In an internal discussion around some high write volumes we have coming down the pipe, an interesting idea came up. As we currently understand the replication process, a document is sent from the client SDK to whatever node is hashes to in the cluster map. The document sits in the write-queue of that node until it is replicated to other node(s) and is flushed to disk.
In a way, this creates a single point of failure for a short period of time while the document sits in write-queue of the primary node. Has the idea ever been floated to have the client SDK be responsible for writing the replica data as well? That would give you the performance of not waiting for a persistTo or replicateTo call, with the enhanced durability of knowing your primary & replica data are written independently.

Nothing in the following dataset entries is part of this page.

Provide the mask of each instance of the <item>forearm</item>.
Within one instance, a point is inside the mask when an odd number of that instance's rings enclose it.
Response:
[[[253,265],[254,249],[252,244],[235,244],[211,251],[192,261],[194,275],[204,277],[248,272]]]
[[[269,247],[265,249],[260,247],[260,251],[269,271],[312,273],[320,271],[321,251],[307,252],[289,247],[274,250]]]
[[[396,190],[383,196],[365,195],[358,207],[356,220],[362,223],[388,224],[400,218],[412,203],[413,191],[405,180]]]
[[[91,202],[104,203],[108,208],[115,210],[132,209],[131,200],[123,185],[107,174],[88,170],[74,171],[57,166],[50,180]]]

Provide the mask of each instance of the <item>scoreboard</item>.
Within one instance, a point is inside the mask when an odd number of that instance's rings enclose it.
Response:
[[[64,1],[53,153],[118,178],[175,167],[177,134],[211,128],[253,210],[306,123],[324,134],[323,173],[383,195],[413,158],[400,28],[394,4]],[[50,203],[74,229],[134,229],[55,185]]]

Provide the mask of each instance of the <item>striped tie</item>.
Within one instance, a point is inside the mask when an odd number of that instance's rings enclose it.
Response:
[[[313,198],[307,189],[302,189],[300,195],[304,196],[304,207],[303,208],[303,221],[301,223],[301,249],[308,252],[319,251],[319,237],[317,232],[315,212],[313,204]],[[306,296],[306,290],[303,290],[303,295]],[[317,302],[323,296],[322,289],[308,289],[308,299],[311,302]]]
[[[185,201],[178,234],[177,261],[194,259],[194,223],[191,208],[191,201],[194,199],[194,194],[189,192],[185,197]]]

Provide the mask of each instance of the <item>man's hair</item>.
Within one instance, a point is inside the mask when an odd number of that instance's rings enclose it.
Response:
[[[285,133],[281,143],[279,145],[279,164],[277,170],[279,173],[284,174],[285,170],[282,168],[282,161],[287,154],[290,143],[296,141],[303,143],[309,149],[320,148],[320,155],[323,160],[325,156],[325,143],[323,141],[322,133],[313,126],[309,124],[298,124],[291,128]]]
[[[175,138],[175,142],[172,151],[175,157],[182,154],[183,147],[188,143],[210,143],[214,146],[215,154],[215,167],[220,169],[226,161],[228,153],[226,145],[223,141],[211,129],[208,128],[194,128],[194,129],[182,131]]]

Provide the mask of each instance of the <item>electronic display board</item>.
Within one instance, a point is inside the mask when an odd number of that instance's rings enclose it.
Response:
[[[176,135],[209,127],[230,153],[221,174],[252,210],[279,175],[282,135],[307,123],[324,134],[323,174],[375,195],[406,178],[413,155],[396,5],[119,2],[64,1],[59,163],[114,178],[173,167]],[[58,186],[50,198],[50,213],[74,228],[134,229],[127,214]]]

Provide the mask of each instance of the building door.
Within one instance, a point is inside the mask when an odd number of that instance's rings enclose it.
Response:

So basically this would break the C (consistency) in the CAP pair Couchbase chooses (C/P)
The issue is you’re essentially trusting the client to write the same thing to both active and replica(s), and more to the point if a failure occurs the replica operation completes if-and-only-if the active has already completed.
There are systems which do this - what you’re talking about is essentially quorum writes - and they do have greater availability - at the cost of some level of consistency; or you have to wait for all updates to occur.
The model chosen by Couchbase isn’t really trying to prevent a single-point of failure on a document level - at least not a temporary failure - as we explicitly designate a single node as the “owner” of every key. However in the event of that node failing, it can be failed over to designate a new owner for that key (aka we promote a replica).
Thanks drigby, that is helpful. One question my developer had - He said the documentation wasn’t super clear on the different between persistTo and replicateTo options.
They both seem to involve waiting until a write is complete on multiple nodes, but he wasn’t clear on whether they were both waiting until the document was flushed to disk or not. The question being: does one of the options only wait until the document is copied to the write-queue of the specified nodes (faster, in-memory redundancy), and the other waits until the document is actually flushed to disk on the specified nodes (slower, but safest because it’s persisted to disk)?